Martela designs its products in such a way that apart from usability, good ergonomics, and aesthetics that they are easy to disassemble and upgrade, including, reusable packaging. The Martela case is one of the best practices of designing for remanufacturing collected by the European Remanufacturing Network (ERN). The EU-funded project researched between 2015 and 2017 the opportunities for the European manufacturing industry by driving remanufacturing activities throughout Europe.
Part of the research for ERN was done by Nancy Bocken, Sharon Prendeville and David Peck from TU Delft. Bocken, who is one of the speakers at WDCD Live Amsterdam, in the video gives an overview of the opportunities of remanufacturing for business. The ERN website features a very practical Remanufacturing Tool, leading to case studies in different industries that demonstrate how remanufacturing can help businesses.
The ERN recently published its report with recommendations and the project has also led to the establishment of the Conseil Européen de Remanufacture (European Remanufacturing Council) representing companies which produce €30 billion of remanufactured products and employ 190,000 people across Europe. The aim of the CER is to increase to 5 per cent the proportion of manufactured output that achieves an extended life through remanufacturing. The current rate is a mere 2 per cent.

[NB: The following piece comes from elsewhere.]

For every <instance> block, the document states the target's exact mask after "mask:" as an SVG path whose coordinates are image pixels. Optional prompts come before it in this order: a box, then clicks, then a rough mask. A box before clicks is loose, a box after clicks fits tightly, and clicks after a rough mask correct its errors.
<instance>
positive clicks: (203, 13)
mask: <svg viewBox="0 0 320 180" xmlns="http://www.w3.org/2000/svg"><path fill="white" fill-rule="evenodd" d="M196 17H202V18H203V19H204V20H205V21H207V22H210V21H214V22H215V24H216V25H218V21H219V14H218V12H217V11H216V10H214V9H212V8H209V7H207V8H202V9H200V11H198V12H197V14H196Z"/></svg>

Nancy Bocken’s career in sustainable business research began at the School of Business and Economics in Maastricht, where she obtained a Master of Science in 2005. With another master’s in economics and management at the Sorbonne in Paris, she set her sights on an Engineering PhD from the University of Cambridge, which she completed in 2011.
Today Bocken is Associate Professor at the Industrial Design Engineering department at TU Delft while she also holds positions as a Senior Research Associate at the University of Cambridge and Fellow at the Cambridge Institute for Sustainability Leadership (CISL). She will soon leave Delft, though, for a full professorship at the International Institute for Industrial Environmental Economics (IIIEE) of the Lund University in Sweden.